Gabriel Stauring : sa vie pour les réfugiés du Darfour

Le 20ème siècle a été le théâtre des crimes les plus atroces contre l'humanité : plusieurs peuples ont subi le crime de génocide et des millions de gens ont été chassés de leurs foyers. Avec l'arrivée du nouveau siècle, malheureusement, peu de choses ont changé. Néanmoins, dans les situations les plus difficiles, des éclairs de lumière se manifestent. De nombreuses personnes décident de s’engager, elles se transforment en d'authentiques héros prêts à mettre leur vie en danger pour sauver leur prochain.
 

Tel est le cas de Gabriel Stauring, un Américain qui a quitté la chaleur de son foyer en Californie pour rejoindre les camps de réfugiés du Darfour, animé par sa soif de paix et de justice. En février 2003, un conflit armé a éclaté au Darfour, lorsque les groupes rebelles du Mouvement de Libération du Soudan et le Mouvement Justice et Egalité se sont levés contre le gouvernement soudanais, l'accusant de discriminer la population non arabe du Darfour. En réaction, le gouvernement a mis en œuvre une campagne d'épuration ethnique de la population non arabe de cette région. L'ONU estime que, durant ce conflit, 450 000 personnes ont été assassinées et plus de trois millions de personnes ont été déplacées. La Cour Pénale Internationale a déclaré le président du Soudan, Omar al-Béchir, coupable de génocide et de crimes contre l'humanité. Le conflit perdure encore.

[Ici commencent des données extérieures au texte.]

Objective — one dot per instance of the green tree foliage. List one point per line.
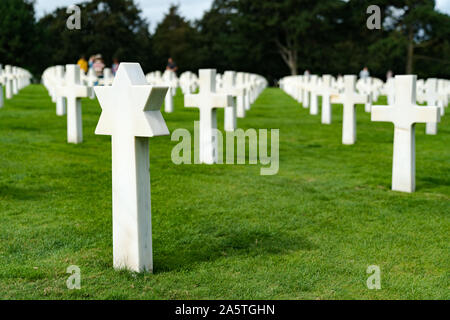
(18, 35)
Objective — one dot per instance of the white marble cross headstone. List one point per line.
(8, 82)
(207, 100)
(314, 103)
(349, 98)
(404, 113)
(131, 114)
(305, 86)
(241, 98)
(1, 86)
(91, 80)
(169, 80)
(431, 97)
(73, 91)
(15, 82)
(229, 87)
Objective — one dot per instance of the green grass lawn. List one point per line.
(224, 231)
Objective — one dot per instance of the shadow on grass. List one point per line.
(248, 243)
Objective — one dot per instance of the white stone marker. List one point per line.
(326, 91)
(131, 114)
(60, 100)
(1, 96)
(207, 101)
(8, 82)
(228, 86)
(404, 113)
(349, 98)
(169, 80)
(431, 97)
(73, 91)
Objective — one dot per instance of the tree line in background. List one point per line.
(269, 37)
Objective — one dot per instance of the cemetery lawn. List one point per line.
(224, 231)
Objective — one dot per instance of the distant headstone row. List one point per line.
(245, 87)
(13, 79)
(403, 92)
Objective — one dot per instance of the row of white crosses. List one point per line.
(66, 89)
(405, 113)
(402, 110)
(246, 87)
(14, 79)
(131, 114)
(67, 86)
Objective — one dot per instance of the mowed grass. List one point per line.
(224, 231)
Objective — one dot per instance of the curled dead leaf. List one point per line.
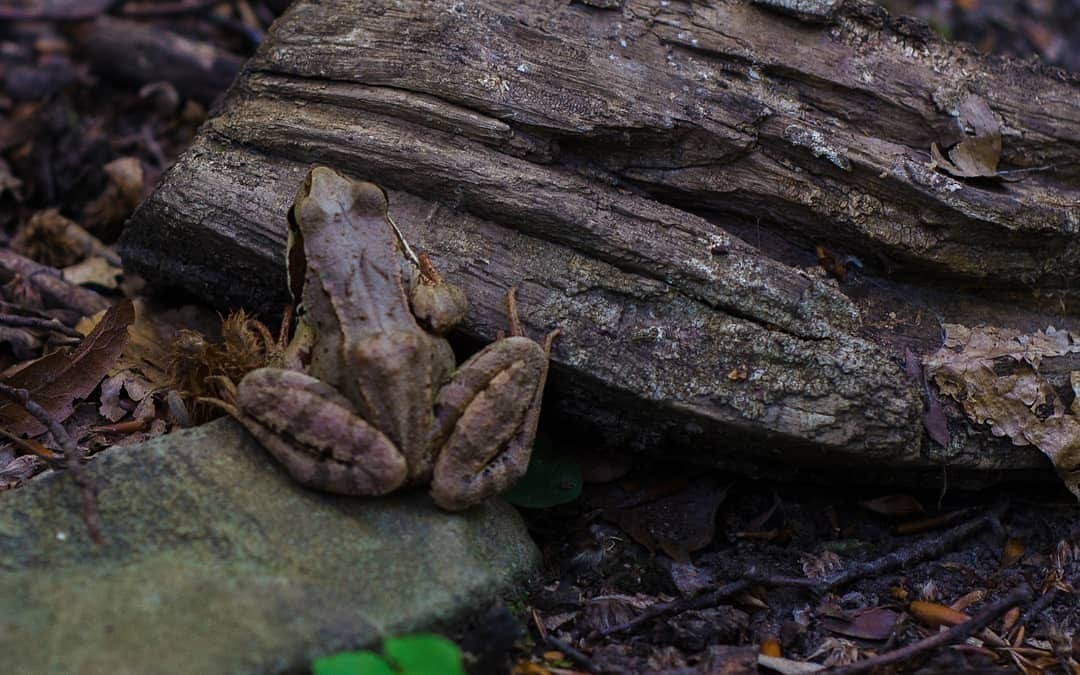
(58, 379)
(934, 615)
(995, 375)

Gabriel Stauring a fondé i-ACT, une organisation sans but lucratif basée à Los Angeles, qui utilise les innovations humaines et toutes sortes de synergie afin d’élaborer conjointement des programmes reproductibles et rentables dans les camps de réfugiés. Depuis 2005, ces actions proposent cours, activités sportives et programmes en matière de droits de l'Homme, ils contribuent à la résilience et à la réhabilitation des réfugiés.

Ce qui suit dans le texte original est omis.